Nouvelle vague déstabilisatrice mondiale? Le soi-disant «printemps arabe» (qui a eu son déclic en Tunisie et s'est étendu à d'autres pays méditerranéens de 2010 à 2013 serait la première vague de manifestations laïques et démocratiques dans le monde arabe au XXIe siècle, un mouvement populaire sans précédent caractérisé par la nécessité de libertés démocratiques contre les régimes corrompus et dictatoriaux et l'amélioration des conditions de vie d'une population plongée dans une pauvreté et un chômage extrême, s'appuyant sur le cas de la Tunisie et de l'Égypte avec le soutien de l'armée.
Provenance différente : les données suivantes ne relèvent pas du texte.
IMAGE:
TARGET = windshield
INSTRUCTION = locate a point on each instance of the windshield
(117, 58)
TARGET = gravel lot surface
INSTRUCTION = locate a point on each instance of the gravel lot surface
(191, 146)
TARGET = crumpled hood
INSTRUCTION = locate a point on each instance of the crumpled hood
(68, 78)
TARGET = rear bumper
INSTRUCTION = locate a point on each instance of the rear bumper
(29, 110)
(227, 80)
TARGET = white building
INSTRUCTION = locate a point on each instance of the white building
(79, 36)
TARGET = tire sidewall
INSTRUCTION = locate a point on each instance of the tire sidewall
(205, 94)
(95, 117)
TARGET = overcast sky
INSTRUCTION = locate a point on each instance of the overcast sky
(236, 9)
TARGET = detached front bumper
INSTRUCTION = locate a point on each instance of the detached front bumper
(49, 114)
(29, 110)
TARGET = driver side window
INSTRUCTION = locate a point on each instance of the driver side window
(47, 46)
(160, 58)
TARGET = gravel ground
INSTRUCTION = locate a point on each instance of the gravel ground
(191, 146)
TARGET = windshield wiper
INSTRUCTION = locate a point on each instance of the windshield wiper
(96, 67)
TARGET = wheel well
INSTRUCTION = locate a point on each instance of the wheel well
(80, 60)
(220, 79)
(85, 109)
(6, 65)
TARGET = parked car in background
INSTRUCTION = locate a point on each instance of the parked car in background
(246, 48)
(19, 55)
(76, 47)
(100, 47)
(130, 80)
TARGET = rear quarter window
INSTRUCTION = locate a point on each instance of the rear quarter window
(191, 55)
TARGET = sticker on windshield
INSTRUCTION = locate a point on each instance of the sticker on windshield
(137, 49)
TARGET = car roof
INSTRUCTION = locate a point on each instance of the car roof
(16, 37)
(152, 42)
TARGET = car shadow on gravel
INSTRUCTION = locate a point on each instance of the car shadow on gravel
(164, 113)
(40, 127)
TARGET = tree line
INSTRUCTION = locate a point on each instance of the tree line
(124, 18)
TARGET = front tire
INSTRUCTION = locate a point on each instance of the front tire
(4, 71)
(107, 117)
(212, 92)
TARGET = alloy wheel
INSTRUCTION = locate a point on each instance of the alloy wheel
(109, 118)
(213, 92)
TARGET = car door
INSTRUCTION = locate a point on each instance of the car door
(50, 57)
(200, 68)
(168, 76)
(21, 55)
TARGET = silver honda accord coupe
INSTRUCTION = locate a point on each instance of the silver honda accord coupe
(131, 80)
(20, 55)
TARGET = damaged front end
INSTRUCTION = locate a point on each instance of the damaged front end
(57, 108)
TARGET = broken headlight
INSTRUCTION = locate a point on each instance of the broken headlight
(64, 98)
Avec cette révolution, nous assistons à l'arrivée dans les pays arabes méditerranéens à des transitions de la troisième vague mondiale vers la démocratie bien que Huntington n'ait pas accordé dans les années 90 un potentiel révolutionnaire aux pays islamiques, malgré la reconnaissance de «la force de la révolte islamique et des racines si faibles de leurs démocraties respectives. Cependant, l'attaque surprise de l'armée égyptienne contre Morsi pourrait avoir un effet mimétique dans les rues turques et tunisiennes par une campagne de pression contre les derniers gouvernements islamistes de l'arc méditerranéen pour obtenir l'intervention de l'armée. Nous assisterions au déclin du printemps arabe et à l'immersion subséquente dans la nouvelle stratégie américaine pour la région après l'échec apparent de l'expérience d'exportation du régime islamiste modéré et pro-occidental d'Erdogan vers tous les pays qui composent le plateau géant arabe et méditerranéen. Cette stratégie sera mise en œuvre dans le but de remplacer les régimes islamistes pour les régimes militaires présidentiels utilisés comme «arrière-cour» des États-Unis et de la Russie produisant un goutte à goutte antidémocratique ce qu'on retrouve au Honduras, au Paraguay, en Egypte, en l'Irak, en Thaïlande, en Ukraine comme paradigmes du soi-disant «choc virtuel ou postmoderne» pour jouer dans la prochaine décennie dans la nouvelle scène géopolitique mondiale ce qui a lieu avec l'Amérique latine (Équateur, Panama, Bolivie, Nicaragua, Brésil et Venezuela).